Zooming in further, CBOE has also notably outpaced the State Street Financial Select Sector SPDR ETF’s (XLF) 3.5% rise over the past 52 weeks and 5.1% drop on a YTD basis.
On May 1, CBOE surged 9% after its impressive Q1 earnings release. The company's total revenue increased 29% year-over-year to $728.9 million, while its adjusted EPS of $3.70 grew 48% from the year-ago quarter. Looking ahead, management raised its 2026 total organic net revenue growth outlook to the “low double-digit to mid-teens” range, up from its previous expectation of “mid single-digit” growth. Additionally, disciplined cost control enabled the company to lower its full-year 2026 adjusted operating expense guidance to a range of $838 million to $853 million.
For the current fiscal year, ending in December, analysts expect CBOE’s EPS to grow 23.6% year over year to $13.19. The company’s earnings surprise history is promising. It exceeded the consensus estimates in each of the last four quarters.
Among the 18 analysts covering the stock, the consensus rating is a "Hold," which is based on three “Strong Buy,” 12 “Hold,” and three "Strong Sell” ratings.

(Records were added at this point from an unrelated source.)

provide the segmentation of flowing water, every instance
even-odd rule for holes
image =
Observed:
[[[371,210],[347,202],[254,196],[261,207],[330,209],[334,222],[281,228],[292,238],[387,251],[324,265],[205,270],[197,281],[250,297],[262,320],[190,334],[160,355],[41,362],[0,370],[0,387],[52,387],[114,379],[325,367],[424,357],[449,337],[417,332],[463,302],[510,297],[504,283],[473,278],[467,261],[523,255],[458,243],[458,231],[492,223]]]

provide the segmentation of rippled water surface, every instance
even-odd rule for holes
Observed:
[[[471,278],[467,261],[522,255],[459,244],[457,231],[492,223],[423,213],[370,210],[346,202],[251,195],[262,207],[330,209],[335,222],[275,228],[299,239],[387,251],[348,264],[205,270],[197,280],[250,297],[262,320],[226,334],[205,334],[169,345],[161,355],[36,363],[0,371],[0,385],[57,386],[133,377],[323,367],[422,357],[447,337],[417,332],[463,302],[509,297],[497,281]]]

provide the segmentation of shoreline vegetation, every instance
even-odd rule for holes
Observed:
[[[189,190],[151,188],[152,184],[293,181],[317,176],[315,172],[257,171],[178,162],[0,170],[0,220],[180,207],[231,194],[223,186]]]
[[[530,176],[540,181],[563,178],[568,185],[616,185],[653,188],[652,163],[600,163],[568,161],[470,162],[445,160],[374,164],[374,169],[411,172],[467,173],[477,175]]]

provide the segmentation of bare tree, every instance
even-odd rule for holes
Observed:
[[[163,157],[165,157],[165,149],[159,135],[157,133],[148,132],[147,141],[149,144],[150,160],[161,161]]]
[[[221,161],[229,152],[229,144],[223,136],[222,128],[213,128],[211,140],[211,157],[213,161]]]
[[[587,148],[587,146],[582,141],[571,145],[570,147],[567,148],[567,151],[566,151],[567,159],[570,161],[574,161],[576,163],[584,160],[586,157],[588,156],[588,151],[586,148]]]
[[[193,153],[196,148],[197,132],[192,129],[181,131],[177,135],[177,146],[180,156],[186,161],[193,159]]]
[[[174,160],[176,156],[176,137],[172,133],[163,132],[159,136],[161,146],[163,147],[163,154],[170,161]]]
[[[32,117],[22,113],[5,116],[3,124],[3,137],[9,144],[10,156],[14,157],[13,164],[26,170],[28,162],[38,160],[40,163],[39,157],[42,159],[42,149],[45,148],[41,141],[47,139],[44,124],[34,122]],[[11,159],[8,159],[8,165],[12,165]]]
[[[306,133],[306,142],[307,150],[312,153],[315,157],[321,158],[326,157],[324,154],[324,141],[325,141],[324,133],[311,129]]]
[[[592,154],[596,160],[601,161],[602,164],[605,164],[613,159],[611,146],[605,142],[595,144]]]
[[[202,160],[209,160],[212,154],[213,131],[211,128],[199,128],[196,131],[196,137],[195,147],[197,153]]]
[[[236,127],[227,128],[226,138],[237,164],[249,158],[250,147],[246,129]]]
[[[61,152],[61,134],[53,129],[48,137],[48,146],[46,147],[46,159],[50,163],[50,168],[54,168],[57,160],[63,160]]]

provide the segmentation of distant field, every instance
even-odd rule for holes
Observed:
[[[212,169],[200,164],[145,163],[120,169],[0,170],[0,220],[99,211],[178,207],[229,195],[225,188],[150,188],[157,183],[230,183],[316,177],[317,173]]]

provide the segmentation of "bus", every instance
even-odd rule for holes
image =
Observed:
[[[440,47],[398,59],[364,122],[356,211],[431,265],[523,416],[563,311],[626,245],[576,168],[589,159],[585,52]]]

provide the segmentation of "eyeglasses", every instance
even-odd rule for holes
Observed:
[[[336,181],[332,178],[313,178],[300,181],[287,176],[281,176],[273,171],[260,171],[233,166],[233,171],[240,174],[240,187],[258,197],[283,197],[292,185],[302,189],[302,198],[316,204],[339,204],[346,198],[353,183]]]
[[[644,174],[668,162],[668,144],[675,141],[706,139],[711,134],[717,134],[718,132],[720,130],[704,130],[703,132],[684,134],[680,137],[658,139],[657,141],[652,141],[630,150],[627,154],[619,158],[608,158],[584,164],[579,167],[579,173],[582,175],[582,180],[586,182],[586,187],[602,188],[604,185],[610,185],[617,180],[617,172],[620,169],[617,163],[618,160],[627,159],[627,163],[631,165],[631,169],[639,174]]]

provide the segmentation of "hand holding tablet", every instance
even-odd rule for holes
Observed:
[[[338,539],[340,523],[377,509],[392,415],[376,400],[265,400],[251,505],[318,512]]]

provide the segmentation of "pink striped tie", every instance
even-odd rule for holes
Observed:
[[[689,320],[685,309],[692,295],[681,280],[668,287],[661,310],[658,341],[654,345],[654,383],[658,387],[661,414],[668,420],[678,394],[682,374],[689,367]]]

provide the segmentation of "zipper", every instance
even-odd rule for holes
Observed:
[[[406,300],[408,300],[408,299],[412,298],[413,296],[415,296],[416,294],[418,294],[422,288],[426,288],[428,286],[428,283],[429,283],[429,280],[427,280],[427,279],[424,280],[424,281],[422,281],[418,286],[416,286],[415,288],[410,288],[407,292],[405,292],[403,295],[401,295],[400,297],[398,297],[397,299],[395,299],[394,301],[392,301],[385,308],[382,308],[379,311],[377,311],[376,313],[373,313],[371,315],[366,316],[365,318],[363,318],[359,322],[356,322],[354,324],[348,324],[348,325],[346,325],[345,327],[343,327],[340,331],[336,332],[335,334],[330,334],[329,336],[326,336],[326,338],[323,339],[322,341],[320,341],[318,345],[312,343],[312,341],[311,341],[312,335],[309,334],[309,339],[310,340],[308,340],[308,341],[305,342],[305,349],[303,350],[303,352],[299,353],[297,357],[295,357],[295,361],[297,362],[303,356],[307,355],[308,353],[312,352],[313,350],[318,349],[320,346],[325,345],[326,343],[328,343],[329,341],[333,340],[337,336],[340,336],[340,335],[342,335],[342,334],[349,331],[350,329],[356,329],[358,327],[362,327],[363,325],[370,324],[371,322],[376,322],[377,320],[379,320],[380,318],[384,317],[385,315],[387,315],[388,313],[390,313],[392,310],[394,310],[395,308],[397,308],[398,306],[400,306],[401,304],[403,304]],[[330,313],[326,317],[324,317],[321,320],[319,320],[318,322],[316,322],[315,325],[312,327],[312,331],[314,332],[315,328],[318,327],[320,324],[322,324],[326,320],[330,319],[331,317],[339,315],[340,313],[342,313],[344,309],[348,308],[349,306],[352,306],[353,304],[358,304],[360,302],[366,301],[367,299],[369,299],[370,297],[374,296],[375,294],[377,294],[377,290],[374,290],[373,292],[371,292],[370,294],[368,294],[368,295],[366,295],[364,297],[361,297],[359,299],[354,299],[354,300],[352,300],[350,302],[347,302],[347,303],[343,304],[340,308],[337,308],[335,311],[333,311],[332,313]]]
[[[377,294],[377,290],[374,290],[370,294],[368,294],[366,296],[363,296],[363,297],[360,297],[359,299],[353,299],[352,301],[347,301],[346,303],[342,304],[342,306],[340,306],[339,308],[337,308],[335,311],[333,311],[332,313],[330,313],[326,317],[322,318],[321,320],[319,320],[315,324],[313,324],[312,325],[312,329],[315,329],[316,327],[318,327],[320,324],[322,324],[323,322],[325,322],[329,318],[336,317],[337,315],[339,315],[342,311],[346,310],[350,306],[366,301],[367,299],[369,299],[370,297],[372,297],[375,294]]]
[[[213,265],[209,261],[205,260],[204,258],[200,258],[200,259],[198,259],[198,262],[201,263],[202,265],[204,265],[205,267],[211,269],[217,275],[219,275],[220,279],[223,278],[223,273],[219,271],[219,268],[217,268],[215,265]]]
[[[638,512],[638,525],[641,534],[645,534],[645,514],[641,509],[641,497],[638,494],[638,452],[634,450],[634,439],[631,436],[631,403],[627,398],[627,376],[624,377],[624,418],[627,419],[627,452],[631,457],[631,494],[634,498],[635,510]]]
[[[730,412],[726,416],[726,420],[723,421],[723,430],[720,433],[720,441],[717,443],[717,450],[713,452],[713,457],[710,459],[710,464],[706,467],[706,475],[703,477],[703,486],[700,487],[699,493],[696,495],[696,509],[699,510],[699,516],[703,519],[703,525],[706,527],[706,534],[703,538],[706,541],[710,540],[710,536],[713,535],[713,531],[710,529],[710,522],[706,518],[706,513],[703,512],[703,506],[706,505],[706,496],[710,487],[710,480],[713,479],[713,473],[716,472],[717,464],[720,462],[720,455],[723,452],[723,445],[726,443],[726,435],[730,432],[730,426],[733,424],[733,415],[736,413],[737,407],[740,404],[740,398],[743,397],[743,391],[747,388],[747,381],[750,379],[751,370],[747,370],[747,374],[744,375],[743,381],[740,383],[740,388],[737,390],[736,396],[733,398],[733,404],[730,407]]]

The configuration is slightly more bearish than a month ago, with four analysts suggesting a “Strong Buy” rating.
On May 1, RBC Capital analyst Ashish Sabadra maintained a “Hold” rating on CBOE and set a price target of $303.
While the company is trading above its mean price target of $324.64, its Street-high price target of $382 implies a 6.3% potential upside.